Monday, June 27, 2016

These are a Few of My Favorite Things

As my peers have been packing in preparation for leaving Lesotho, we have been discussing the things we packed two years ago. Most of us overpacked. Some, like me, were able to squeak just under the weight limits for luggage, while others were stuck with steep bag fees as penance for over-preparedness.

Looking back, I brought way too many clothes, some I have never worn and thanks to weight loss, will probably never wear again. Toiletries were another bulky item I brought too much of, as almost everything I need can be found here in Lesotho. There are other things that I brought that I have found invaluable. Here are some of my favorite items:


Number One: Chacos-Anyone who knew me before Peace Corps, already knows that I have been living in Chacos for about a decade now. They are my favorite footwear regardless of weather. They may look tacky with socks under the, but when the winter sun comes out and warms things up, I’d still rather be in my Chacos then sneakers or Toms. Turns out my Chacos-even without socks-are warmer than Toms too, thanks to their thick soles insulating my little feet from cold cement and stone.

Number Two: Bralette-These women-friendly wallets are a brilliant find from Eagle Creek. Pretty much any time I leave my community, I have this little guy tucked away out of site. To steal the majority of my cash, the thief would have to get pretty “friendly” with me and would be walking away with some nasty assault charges. The one time I tucked money in my bra loosely, I lost it. In this nifty, washable, silk guy, I do not even notice it is there until I need access to it! Definitely worth the pennies paid.

Number Three: Goal Zero Solar Panel-Living without electricity, my GoalZero stuff has been a lifesaver. I use it almost every day. I could have bought a solar panel here in Lesotho, however, the GoalZero one is designed to be portable so I can toss it in my backpack when headed to work or to visit other volunteers. The battery packs use AA batteries, so I can stock up on power when it is sunny and store it for cloudy ones. The USB plug in lets me charge my phone, speaker, and camera. My friend ended up with electricity and therefore let me borrow his larger panel as well. This has been invaluable in winter months when the days are shorter, making it harder to get my stuff charged. 


Number Four: Good Knives- Okay, I admit it, but American standards (including my own), the two kitchen knives I brought with me do not actually qualify as “good” knives. Compared to what can easily be purchased here in Lesotho, however, these two knives (and my sharpening stone from my sailing days) have proved invaluable. I have one locally bought knife and its edge is actually more rounded than the edge of a spoon. I tried sharpening it but to no avail. I still do not understand how my brothers and mother can use that knife to peel peaches or squash when I cannot get it to work at all. I am pretty sure my sanity and love of cooking would have both become questionable has I not brought these two colorful knives to keep myself happy.


Number Five: Camera-When it comes to cameras, I definitely overpacked. I brought my trusty DSLR, my iPhone, and an Olympus Stylus Tough. I figured I would use them in that order, however, the reality has been that the Stylus is my go to most of the time. The DSLR is too bulky and too flashy for my every day. The phone takes okay photos, but the Stylus takes great photos and can stand up to life’s challenges. I do not hesitate to let kids hold it and look at or take photos on it. I do not worry about it being exposed during a sudden summer downpour. On top of that, it can charge from my solar panel, unlike my DSLR. (Disclaimer: I still adore my little red DSLR and use it mostly on vacations when I anticipate great opportunities for photography nerdiness.)

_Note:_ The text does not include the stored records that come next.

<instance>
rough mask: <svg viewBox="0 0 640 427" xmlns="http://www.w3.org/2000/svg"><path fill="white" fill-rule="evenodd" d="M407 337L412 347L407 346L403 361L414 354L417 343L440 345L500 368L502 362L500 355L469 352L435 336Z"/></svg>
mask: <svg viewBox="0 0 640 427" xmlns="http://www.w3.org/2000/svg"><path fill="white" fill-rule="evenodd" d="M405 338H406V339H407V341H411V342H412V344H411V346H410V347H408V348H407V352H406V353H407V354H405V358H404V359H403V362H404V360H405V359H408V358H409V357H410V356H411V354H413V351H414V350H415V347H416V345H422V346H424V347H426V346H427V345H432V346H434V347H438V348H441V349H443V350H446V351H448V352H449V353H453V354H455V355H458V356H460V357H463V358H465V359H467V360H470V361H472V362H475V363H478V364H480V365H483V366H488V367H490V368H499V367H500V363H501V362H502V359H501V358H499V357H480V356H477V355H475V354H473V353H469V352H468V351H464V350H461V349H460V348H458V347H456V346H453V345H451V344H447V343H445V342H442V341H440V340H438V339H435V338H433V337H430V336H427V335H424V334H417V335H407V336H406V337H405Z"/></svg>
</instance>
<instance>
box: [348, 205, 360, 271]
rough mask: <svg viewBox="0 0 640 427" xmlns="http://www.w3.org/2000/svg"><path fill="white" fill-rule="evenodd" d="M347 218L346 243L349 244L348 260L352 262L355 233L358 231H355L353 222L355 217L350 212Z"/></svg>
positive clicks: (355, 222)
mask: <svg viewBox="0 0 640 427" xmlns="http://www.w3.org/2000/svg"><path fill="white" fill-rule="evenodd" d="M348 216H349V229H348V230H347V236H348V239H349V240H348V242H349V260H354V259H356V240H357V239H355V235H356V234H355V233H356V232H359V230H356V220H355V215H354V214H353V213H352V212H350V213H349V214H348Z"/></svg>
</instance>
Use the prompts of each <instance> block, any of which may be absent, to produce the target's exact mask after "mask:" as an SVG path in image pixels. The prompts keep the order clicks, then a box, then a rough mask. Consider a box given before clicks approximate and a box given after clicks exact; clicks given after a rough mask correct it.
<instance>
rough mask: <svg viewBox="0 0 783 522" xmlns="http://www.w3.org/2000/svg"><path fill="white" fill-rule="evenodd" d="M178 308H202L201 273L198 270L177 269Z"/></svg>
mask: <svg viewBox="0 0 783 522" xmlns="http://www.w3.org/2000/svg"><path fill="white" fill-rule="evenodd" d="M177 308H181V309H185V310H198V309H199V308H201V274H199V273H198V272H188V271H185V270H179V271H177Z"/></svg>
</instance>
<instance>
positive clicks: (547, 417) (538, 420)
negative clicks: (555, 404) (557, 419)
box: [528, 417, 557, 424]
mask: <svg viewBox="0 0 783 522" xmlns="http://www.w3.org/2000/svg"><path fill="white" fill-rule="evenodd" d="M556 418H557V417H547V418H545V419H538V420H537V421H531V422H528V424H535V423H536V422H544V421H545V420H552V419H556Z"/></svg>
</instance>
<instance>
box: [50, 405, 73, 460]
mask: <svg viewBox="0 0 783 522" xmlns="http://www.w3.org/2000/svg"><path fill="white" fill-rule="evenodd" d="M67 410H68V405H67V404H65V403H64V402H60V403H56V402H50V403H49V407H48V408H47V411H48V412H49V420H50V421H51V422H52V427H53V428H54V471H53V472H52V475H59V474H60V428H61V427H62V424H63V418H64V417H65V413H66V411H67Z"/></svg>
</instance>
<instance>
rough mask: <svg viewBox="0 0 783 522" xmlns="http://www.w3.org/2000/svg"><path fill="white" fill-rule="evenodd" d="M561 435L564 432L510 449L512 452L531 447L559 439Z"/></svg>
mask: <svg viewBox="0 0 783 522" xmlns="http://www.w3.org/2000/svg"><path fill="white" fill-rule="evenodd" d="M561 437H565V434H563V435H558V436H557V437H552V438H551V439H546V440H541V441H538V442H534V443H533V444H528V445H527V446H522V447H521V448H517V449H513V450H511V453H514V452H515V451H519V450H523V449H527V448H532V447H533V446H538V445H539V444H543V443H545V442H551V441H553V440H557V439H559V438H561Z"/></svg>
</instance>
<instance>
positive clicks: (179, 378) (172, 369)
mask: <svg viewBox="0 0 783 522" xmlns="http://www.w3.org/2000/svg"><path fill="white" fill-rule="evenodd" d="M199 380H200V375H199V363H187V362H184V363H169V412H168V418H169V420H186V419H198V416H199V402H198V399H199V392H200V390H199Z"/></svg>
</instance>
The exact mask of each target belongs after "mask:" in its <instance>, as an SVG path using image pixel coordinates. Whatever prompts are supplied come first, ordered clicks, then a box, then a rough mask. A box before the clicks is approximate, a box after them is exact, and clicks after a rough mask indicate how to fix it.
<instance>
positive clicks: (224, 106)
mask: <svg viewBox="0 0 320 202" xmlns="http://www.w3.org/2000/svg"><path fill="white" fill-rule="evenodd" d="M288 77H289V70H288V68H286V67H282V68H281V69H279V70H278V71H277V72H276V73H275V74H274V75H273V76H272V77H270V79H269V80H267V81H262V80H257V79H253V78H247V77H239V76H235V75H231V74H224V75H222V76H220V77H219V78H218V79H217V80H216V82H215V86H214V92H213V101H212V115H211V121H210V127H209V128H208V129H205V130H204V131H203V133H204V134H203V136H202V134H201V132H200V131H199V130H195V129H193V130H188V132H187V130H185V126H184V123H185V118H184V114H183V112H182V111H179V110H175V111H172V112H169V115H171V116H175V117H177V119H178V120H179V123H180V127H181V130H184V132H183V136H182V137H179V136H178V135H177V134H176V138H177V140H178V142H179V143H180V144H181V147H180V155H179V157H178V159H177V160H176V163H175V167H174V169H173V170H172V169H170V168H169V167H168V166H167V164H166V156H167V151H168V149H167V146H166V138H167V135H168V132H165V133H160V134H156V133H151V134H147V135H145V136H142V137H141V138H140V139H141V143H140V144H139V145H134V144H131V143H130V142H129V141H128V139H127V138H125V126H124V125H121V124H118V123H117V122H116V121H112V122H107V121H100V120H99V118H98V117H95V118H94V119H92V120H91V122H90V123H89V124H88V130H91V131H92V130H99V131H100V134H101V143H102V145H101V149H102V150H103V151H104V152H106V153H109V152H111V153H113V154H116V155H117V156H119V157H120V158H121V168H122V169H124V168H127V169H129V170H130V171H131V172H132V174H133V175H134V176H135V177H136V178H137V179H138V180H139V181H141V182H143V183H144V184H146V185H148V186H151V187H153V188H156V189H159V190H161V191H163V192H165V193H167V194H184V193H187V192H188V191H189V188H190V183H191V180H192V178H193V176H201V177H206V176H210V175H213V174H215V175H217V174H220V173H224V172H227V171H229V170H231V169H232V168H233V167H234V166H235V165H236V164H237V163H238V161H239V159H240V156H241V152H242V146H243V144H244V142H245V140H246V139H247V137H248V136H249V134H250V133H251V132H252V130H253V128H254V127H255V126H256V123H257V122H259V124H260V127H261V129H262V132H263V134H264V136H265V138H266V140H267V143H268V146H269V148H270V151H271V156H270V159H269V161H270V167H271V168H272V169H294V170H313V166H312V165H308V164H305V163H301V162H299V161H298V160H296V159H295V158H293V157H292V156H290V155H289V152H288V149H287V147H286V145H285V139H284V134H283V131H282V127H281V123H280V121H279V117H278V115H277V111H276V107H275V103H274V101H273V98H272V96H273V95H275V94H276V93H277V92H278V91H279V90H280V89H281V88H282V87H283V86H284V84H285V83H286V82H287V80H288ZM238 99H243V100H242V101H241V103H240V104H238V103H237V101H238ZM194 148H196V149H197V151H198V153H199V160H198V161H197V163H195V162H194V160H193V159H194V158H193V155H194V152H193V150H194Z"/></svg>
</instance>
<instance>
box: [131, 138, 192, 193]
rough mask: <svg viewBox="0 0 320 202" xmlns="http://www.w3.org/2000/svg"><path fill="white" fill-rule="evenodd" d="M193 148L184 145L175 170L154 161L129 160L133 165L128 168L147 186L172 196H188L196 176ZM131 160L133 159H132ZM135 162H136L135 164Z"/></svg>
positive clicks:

Honorable Mention...Also known as What I should have packed…A Pastry Knife-While I have always been a fewer gadgets is better kind of person, my time in Lesotho has me baking far more than I have before. I survived using a fork to break up butter to make scones, sweet breads, apple crisp, and more. Then my sister visited me and laughed at my efforts. As soon as she returned to America, she bought me my very first pastry knife. This thing is better than gold! It does all the things it is supposed to do and even mashes bananas for banana bread and eggs for egg salad!